I check Windows Update and the latest fixes are downloaded and installed without any issues. Finally I’m thinking my problems are over and start downloading and installing my preferred programs. Everything is going great, but it was too god to be true. As soon as I started a web browser there were extra tabs opening showing spam sites, the same thing happened regardless of the browser, including Edge, IE, Chrome and Firefox. It seems that in all of the programs I had installed, something must have had some malicious code to infect my browsers. Most of my programs are mainstream, except for maybe Handbreak and DVDshrink, so I’m guessing it was one of those. I also discovered an unusual icon in the hidden taskbar area – DNS Unlocker. I’ve never heard of this program and didn’t knowingly install it. The program claims to modifiy your DNS and direct your browsing through its own servers – this can’t be good!
DNS Unlocker did not appear on the list of programs available to uninstall, there were no add-ons installed to my browsers and no restore points had been created for Windows to roll back to. A full security scan by Windows Defender didn’t show up anything either.
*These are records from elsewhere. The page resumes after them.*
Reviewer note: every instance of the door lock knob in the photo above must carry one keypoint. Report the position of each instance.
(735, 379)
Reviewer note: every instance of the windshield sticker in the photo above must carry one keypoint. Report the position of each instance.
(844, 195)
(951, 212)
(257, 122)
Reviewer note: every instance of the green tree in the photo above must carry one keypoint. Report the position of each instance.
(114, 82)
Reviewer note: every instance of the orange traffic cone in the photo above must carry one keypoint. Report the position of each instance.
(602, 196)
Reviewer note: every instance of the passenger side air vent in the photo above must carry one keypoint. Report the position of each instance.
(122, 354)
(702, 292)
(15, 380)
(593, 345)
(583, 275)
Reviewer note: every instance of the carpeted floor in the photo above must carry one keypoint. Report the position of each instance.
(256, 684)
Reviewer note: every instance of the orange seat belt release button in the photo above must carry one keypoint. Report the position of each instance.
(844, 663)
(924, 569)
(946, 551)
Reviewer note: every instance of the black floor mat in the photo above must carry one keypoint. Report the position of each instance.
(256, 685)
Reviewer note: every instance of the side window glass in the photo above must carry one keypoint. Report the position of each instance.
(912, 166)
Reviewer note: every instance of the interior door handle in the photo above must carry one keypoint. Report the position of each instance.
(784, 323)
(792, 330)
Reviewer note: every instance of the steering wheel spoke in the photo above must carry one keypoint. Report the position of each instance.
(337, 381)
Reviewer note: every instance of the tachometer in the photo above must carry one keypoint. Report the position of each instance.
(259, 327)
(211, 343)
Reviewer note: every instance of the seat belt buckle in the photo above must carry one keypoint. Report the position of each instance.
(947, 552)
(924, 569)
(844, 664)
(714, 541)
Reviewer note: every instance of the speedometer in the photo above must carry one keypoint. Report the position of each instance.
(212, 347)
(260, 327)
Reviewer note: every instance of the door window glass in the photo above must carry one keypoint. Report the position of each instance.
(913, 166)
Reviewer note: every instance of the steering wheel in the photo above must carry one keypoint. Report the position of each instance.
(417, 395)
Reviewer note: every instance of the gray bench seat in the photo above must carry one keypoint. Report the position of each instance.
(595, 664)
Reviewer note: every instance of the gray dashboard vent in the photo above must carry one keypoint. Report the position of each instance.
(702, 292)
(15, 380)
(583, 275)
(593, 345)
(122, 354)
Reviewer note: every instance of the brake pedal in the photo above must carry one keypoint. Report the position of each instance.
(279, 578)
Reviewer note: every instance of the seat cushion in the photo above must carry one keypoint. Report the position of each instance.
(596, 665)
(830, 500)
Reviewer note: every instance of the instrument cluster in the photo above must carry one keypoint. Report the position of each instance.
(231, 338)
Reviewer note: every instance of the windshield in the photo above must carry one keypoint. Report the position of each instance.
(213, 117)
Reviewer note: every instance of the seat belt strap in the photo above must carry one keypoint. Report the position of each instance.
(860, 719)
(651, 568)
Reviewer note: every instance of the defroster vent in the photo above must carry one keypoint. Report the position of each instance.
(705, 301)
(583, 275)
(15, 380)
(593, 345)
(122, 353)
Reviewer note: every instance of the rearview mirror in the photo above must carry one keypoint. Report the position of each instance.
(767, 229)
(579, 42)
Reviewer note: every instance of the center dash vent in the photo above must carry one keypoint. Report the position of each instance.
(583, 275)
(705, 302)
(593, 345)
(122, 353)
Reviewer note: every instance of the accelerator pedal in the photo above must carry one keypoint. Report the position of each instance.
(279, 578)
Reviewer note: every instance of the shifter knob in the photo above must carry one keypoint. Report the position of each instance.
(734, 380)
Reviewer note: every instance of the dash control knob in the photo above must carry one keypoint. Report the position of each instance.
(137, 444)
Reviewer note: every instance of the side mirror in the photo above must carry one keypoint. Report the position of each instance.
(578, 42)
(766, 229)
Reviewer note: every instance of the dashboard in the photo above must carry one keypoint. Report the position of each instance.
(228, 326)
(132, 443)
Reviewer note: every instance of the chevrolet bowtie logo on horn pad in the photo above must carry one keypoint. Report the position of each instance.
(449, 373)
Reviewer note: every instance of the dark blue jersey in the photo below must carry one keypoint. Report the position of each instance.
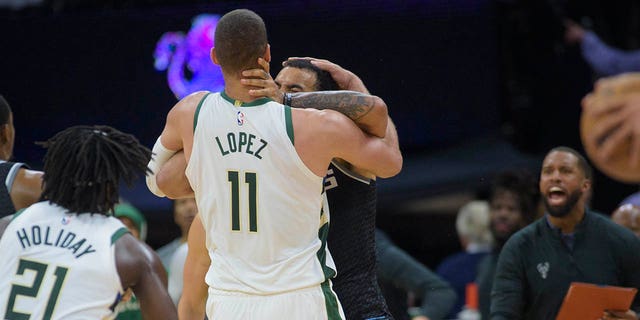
(352, 208)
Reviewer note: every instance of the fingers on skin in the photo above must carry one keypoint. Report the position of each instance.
(607, 126)
(612, 142)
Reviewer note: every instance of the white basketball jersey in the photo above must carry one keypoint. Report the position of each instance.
(59, 266)
(259, 203)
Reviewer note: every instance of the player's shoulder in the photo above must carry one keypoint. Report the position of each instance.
(190, 102)
(324, 119)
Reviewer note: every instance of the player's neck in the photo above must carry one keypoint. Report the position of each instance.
(569, 222)
(235, 90)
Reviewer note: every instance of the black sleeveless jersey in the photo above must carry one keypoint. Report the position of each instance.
(8, 172)
(352, 211)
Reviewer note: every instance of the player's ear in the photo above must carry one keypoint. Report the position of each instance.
(214, 58)
(267, 53)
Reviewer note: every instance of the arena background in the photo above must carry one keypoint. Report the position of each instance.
(474, 86)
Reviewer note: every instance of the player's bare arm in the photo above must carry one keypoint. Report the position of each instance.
(192, 304)
(26, 188)
(140, 269)
(172, 180)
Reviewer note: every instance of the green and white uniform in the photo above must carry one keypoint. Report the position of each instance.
(260, 206)
(57, 265)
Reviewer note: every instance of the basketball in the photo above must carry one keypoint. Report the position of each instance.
(617, 165)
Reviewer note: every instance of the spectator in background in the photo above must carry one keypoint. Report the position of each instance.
(628, 216)
(184, 210)
(459, 269)
(137, 225)
(400, 274)
(22, 187)
(603, 59)
(571, 243)
(513, 204)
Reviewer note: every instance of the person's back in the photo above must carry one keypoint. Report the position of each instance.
(67, 258)
(267, 238)
(460, 269)
(49, 253)
(244, 167)
(21, 187)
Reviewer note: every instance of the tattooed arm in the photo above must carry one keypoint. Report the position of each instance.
(367, 111)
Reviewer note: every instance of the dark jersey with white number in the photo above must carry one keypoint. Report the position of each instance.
(352, 209)
(8, 171)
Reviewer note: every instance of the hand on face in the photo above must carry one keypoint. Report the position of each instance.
(345, 79)
(614, 110)
(260, 82)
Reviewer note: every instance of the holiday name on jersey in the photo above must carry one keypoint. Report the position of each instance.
(38, 236)
(241, 142)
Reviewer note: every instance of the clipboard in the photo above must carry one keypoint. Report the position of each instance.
(589, 301)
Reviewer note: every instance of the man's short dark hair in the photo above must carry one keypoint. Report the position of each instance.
(324, 81)
(582, 162)
(240, 39)
(5, 111)
(524, 186)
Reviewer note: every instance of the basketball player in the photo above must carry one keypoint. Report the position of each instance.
(259, 189)
(67, 257)
(21, 186)
(351, 194)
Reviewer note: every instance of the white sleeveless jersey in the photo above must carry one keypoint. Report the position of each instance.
(259, 203)
(59, 266)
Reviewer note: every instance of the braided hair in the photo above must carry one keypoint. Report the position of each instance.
(84, 164)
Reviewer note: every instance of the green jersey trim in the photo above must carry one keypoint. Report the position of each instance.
(238, 103)
(195, 116)
(330, 301)
(288, 122)
(118, 234)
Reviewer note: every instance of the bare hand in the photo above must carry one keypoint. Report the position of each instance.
(261, 83)
(345, 79)
(573, 32)
(619, 315)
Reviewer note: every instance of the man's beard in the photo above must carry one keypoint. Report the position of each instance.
(501, 238)
(564, 210)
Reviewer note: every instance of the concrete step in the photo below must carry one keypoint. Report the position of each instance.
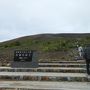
(40, 85)
(45, 69)
(43, 76)
(75, 65)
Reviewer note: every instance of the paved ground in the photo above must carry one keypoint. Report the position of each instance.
(41, 74)
(38, 85)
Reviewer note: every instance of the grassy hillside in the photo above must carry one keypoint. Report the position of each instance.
(48, 46)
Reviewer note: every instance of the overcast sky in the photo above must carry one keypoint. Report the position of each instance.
(26, 17)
It looks like my only option is another clean install of Windows 10.
So I go through the clean install process again without any problems and start installing my programs, manually creating restore points in-between every install – just in case. This time I leave Handbreak and DVDshrink off my install list.
After these problems I still managed to get all of my preferred programs installed. There were some error messages from Nero and Microsfoft Office during their installation processes, but I eventually got everything installed.
My Windows 10 operating system still isn’t perfect at this stage, with a blue screen crash still occurring ever few hours. Remember this was a perfectly running Windows 8.1 machine up until the end of July, so I decided to start checking hardware drivers for any updates. After a couple of manual downloads and installs, I remember a program called “Driver Hive” by Bootstrap.
I’d used Driver Hive a few years ago to update drivers with great success, so decided to give it another go. Driver Hive scans your entire computer looking for available driver updates, for me it found 14. The program offers three updates for free, so I choose Memory Control, Intel Chipset and Motherboard driver updates to install.
After those drivers are updated I can see improvement, but the computer still crashes once or twice a day (usually at the most inconvenient time), so I decide to pay the $30 for the full version of Driver Hive and update all the drivers it recommended. My computer hasn’t crashed since!
My only other problem after all of that was Microsoft Office suddenly decided it wasn’t activated, and it wouldn’t let me do the activation from the program. A quick trip to the Office 365 website while logged in sorted out what was going on there.
That’s it! Windows 10 Pro is apparently now fully installed, everything is running smoothly with no crashes.
I’ve now also upgraded my younger son’s laptop to Windows 10 without any problems, but my wife wont have a bar of it, after seeing all my dramas she says to me, “Don’t you dare put Windows 10 on my laptop.”